Il Mount Hopeless in un’immagine da Internet e, in apertura, la morte dell’esploratore Robert O’Hara Burke dopo avere ingerito alcune bacche velenose nella traversata del continente australiano © Photos.com/Thinkstock. Nella cartina la zona descritta da Albano Marcarini.
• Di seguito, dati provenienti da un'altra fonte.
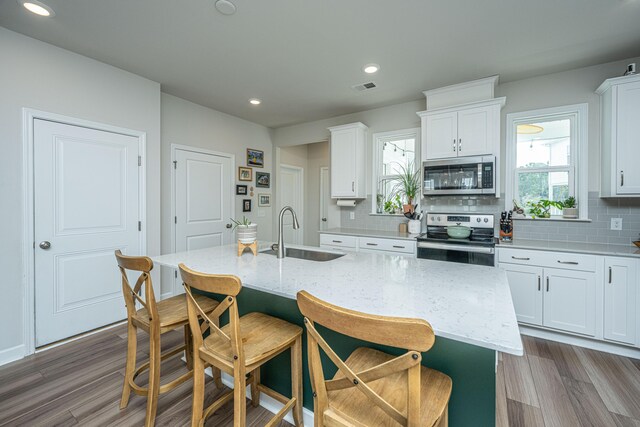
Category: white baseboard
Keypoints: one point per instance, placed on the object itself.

In ogni caso la partenza da Melbourne fu salutata come un evento epocale. Per l’inspiegabile dote che a volte possiedono i dilettanti, Burke raggiunse la costa nord dopo oltre duemila chilometri di “vuoto” geografico, inenarrabili fatiche e dopo essersi “alleggerito” del pesante seguito. Strada facendo aveva abbandonato gran parte delle provviste e, nonostante il pensiero della lauta ricompensa, sulla via del ritorno iniziò a dubitare della sua sopravvivenza. Quando assieme a due compagni, logori, affamati e semideliranti, raggiunse il “campo base” il grosso della spedizione era partito da poche ore lasciando solo qualche misera provvista. D’altra parte era in ritardo di oltre un mese sulla data del ritorno.
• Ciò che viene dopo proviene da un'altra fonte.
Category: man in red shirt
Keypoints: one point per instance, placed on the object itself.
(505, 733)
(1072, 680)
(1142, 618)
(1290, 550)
Nella disperazione più totale Burke e i compagni si rimisero in marcia per raggiungere il posto di polizia di Mount Hopeless, a circa duecento chilometri di distanza. Non ci arrivarono mai. Burke e il suo vice Willis morirono dopo aver ingerito alcune bacche velenose, il terzo fu salvato dagli aborigeni.

Un’ultima curiosità. A pochi chilometri da Mount Hopeless transita la pista di Strzelecki, ancora oggi unica traccia percorribile dagli automezzi. Fu tracciata nel 1870 da un certo Harry Redford nel 1870 dopo aver rubato mille capi di bestiame nel Queensland per portarli ad Adelaide. Catturato e tratto in giudizio, invece della forca gli fu espressa gratitudine per l’indiretto servizio che aveva reso nell’aprire una nuova via nel deserto, in seguito intitolata all’esploratore polacco Paul Edmund de Strzelecki.